Debunking or quantifying the currency risk
The Malaysian Ringgit gets plenty of flak for being on a depreciating curve most of the time.
Thus I get the concern for a company reporting its earnings or financials in Ringgit, yet trades on the SGX, with share price denominated in SGD.
But to put things into a better context, all of their theme attractions construction business is in USD, while only the theme park business is in MYR.
And with KidZania Singapore slated to open, with Sim Leisure as the operator, the currency risk would be further diluted, since tickets will be in SGD, with the attraction located at prime Sentosa Island.
Yes proportionately as of now all of the other theme parks apart from KidZania SG are concentrated in Malaysia. But so long as the revenue growth can sustain or even outrun the depreciation of the currency, it shouldn’t be a show-stopper on the company’s prospects.
Additional findings on top of the original Substack post on Sim Leisure
I took the initiative to compare Sim Leisure’s Return on Assets versus other world-class pure-play theme park operators SIX 0.00%↑ & FUN 0.00%↑.
Sim Leisure was getting $0.05 for every $1 worth of assets, very in line with the world-class theme park operators.
Even margin-wise, EBIT and net margin Sim Leisure turn out to be in line with the big boys
This means numerically and quantitatively, Sim Leisure’s model may look inferior on paper without the famous mascots, but fundamentally from a business point of view, it performs on par with the other big theme park names.
Even if it is smaller in size, it shouldn’t be traded at a severe discount, given that successful theme parks will always keep drawing more crowds.
Back then, assuming no revenue growth from existing business, plus the revenue from KidZania Singapore, on top of a lower net margin factoring startup cost and zero P/E expansion, the very conservative valuation was S$0.71.

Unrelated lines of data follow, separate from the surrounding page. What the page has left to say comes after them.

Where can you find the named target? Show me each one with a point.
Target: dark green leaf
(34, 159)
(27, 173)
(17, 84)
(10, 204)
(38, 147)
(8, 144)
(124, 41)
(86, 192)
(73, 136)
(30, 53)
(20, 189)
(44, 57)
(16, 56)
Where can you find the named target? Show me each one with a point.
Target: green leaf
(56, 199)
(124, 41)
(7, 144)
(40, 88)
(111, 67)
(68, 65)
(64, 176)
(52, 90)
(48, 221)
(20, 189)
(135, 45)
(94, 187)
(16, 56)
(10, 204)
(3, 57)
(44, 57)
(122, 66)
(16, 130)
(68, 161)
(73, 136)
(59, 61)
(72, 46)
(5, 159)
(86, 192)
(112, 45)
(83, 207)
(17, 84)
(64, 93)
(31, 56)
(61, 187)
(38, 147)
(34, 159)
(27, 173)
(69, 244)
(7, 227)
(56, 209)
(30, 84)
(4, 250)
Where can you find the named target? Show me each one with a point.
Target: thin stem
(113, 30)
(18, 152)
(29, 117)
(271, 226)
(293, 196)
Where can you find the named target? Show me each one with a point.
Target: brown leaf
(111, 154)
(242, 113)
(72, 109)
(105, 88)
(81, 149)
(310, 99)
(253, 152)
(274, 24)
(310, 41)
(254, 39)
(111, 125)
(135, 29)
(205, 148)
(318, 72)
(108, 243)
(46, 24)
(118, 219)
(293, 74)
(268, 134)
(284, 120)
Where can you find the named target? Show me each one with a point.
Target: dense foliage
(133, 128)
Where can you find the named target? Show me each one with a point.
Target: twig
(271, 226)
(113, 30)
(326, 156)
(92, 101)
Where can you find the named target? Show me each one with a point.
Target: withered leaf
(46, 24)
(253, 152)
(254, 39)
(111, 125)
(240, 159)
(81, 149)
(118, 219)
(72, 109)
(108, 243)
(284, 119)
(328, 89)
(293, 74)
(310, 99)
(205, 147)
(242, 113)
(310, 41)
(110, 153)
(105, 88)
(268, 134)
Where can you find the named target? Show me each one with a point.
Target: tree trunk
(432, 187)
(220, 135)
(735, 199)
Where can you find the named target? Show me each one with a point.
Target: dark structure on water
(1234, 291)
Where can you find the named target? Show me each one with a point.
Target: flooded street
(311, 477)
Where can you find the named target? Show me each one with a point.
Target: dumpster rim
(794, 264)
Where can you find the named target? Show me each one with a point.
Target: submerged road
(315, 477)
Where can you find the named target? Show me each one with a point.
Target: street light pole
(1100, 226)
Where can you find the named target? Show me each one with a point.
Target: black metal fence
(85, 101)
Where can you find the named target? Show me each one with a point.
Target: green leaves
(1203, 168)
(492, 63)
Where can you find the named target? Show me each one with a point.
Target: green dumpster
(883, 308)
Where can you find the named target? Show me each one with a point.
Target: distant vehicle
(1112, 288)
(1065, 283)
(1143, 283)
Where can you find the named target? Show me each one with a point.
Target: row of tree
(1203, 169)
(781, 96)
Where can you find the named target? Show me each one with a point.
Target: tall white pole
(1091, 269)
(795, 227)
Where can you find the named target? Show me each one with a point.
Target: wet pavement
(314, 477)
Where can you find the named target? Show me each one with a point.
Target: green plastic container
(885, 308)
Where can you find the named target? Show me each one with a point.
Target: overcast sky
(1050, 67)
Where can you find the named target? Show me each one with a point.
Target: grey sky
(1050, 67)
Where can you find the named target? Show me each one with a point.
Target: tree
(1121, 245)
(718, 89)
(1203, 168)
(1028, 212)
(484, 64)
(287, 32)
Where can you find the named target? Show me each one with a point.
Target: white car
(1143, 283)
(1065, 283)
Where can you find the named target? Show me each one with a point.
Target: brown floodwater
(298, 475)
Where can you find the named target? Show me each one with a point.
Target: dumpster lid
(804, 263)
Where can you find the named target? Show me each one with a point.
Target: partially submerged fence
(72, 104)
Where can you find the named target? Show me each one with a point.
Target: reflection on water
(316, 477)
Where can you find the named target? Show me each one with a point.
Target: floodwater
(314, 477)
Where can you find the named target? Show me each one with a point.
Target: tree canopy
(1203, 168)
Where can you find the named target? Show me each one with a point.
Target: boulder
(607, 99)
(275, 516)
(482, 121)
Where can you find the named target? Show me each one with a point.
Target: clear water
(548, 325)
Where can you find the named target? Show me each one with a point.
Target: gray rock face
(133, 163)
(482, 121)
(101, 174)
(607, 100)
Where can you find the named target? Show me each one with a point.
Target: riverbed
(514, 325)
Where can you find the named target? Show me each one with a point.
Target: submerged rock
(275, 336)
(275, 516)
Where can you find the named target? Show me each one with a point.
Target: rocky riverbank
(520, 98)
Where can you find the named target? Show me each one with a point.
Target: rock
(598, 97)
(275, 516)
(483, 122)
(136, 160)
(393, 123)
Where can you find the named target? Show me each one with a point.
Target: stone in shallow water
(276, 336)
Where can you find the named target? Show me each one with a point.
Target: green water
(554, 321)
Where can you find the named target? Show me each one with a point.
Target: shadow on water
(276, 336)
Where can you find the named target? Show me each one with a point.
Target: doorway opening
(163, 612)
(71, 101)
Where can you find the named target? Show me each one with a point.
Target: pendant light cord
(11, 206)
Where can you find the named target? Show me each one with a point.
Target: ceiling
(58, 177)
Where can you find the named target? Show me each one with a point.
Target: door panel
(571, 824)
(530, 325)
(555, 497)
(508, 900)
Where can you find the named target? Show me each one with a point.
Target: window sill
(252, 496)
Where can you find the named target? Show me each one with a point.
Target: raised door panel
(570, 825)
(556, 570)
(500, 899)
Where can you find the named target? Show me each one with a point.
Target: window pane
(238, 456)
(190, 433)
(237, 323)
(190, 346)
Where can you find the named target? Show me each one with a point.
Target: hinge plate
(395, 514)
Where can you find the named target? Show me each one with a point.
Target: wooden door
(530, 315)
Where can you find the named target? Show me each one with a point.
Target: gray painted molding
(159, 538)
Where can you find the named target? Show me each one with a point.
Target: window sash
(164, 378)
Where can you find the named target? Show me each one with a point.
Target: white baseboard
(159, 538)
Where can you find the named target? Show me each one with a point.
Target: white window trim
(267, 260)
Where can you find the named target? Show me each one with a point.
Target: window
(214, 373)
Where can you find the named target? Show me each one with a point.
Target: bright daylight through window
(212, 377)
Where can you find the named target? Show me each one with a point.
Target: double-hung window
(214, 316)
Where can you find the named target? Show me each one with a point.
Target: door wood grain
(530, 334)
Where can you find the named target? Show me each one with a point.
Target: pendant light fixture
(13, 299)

We are looking at a 90% gain in this case as of the time of writing.
Hindsight and lessons
This is not a post to dictate who’s right or wrong. Nor is it to gloat. It serves as a lesson and reminder to all investors alike.
I commit such mistakes and make blanket statements, writing off companies before studying deeper. I am fortunate to be on the lucky side of this thesis.
I almost did not do a deep dive on Sim Leisure. And even after all the study, I was on the fence too. It’s not a company that fits my “Buy, hold & compound” strategy. However I learnt another aspect of investing, and I thought setting aside a small stake would give me some skin in the game to prove the validity of the thesis.
I am glad I did my due diligence, bought a small stake, and my thesis played out well.
Illiquid counter? Not a problem
Susceptible to the pandemic? Not a problem. Management has experience in keeping the company afloat during the previous pandemic.
No wow factor? Not a problem. Fun can come at an affordable price, something value-conscious Malaysians and middle-income families around the world go for.
At the current price, I would need a lot of vindication to add to my position. But more than happy to hold onto my current stake and see how this business thrives.
Kudos to my pal, Anson for harassing me to study the company. Glad that we were 2 of the 67 shareholders that were disclosed in their previous year's annual report.